Sunday, September 5, 2010

Recipe: Individual Chocolate Cream Pies

I have to say that so far this recipe has been the most photogenic, hahaha.

So, what do I have to say about this creation? Well, I definitely liked it. Although, I think I enjoyed making it more than eating it (I don't really like graham cracker crust), however, that's not to say that these little guys aren't delicious because they are! The chocolate filling is amazing...light, fluffy, and a perfect dessert after a heavy meal (mom made lasagna for labor day!). A strong cup of coffee is the perfect complement.

The pros to making this are the following: they are extremely fast to make (10-15 minutes max- truly!), no actual cooking (it's just a bunch of blending and whipping), EXTREMELY easy clean-up, and it has the potential for A LOT of variation.

The cons? It's not really a con so much as just something to keep in mind- you have to refrigerate them for a bit before serving so the mousse sets. Otherwise, the filling gets a little runny. Other than that, though, no complaints from me!!

Occasion? If you're truly ambitious, you can prepare these for a small party. Warning though- the recipe only makes 6 at a time, so if you're going to make them for a lot of people, prepare to be by the mixer for awhile. As I stated before, they would be great after a large meal. They also have the potential to be the dessert for a couples dinner. If you garnish them right (strawberries/raspberries on top with whipped cream maybe?) they can be kind of romantic.

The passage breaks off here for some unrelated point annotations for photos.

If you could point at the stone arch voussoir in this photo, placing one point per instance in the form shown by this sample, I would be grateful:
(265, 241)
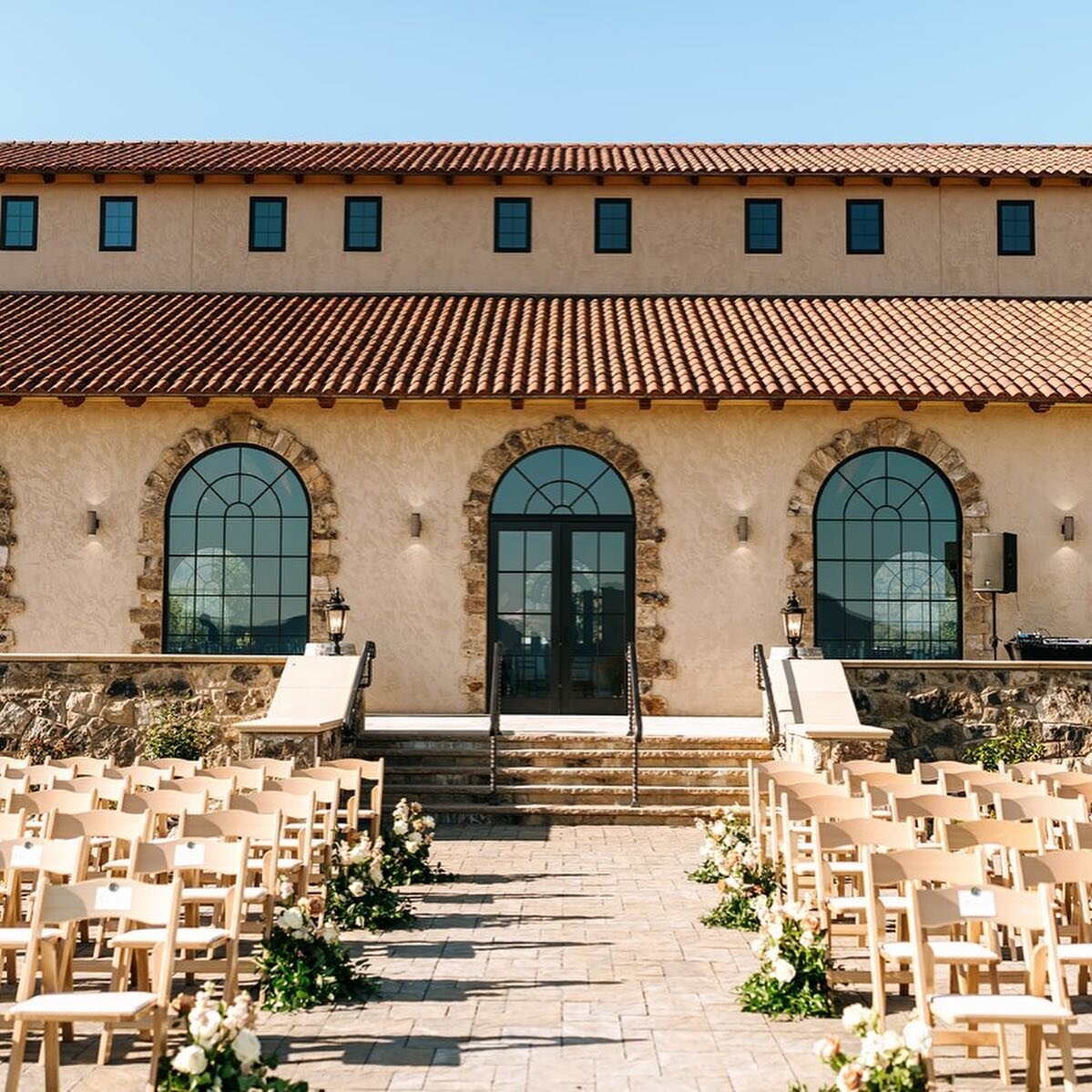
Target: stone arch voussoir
(237, 428)
(888, 433)
(651, 598)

And now for the recipe (from Hershey's Fabulous Desserts-1989):

Individual Chocolate Cream Pies

1 1/2 ounces (1/2 of 3-ounce package) cream cheese, softened
6 tablespoons sugar
1/2 teaspoon vanilla extract
2 1/2 tablespoons Hershey's Cocoa
2 1/2 tablespoons milk
1 cup chilled whipping cream (also called heavy cream)
6 (4-ounce package) single serve graham crusts
Whipped Topping (optional)
Hershey's mini chips semi-sweet chocolate (optional)

In small mixer bowl beat cream cheese, sugar and vanilla until well blended. Add cocoa alternately with milk, beating until smooth. In separate bowl beat whipping cream until stiff; fold into chocolate mixture. Spoon into crusts. Cover; chill until set. Garnish with whipped topping and mini chips.


That's everything!

A couple of things I did differently here though: I didn't include the mini chips in my garnish, and instead of using a small bowl to beat the cream cheese, sugar and vanilla, I used a large bowl. It was a little difficult, but it still got the job done. Also, when you buy the cream cheese, they do have 3-ounce cream cheese blocks. They are considerably smaller than the regular rectangle that you get. These are shaped in a square. Just make sure you look at the package to see what you're getting.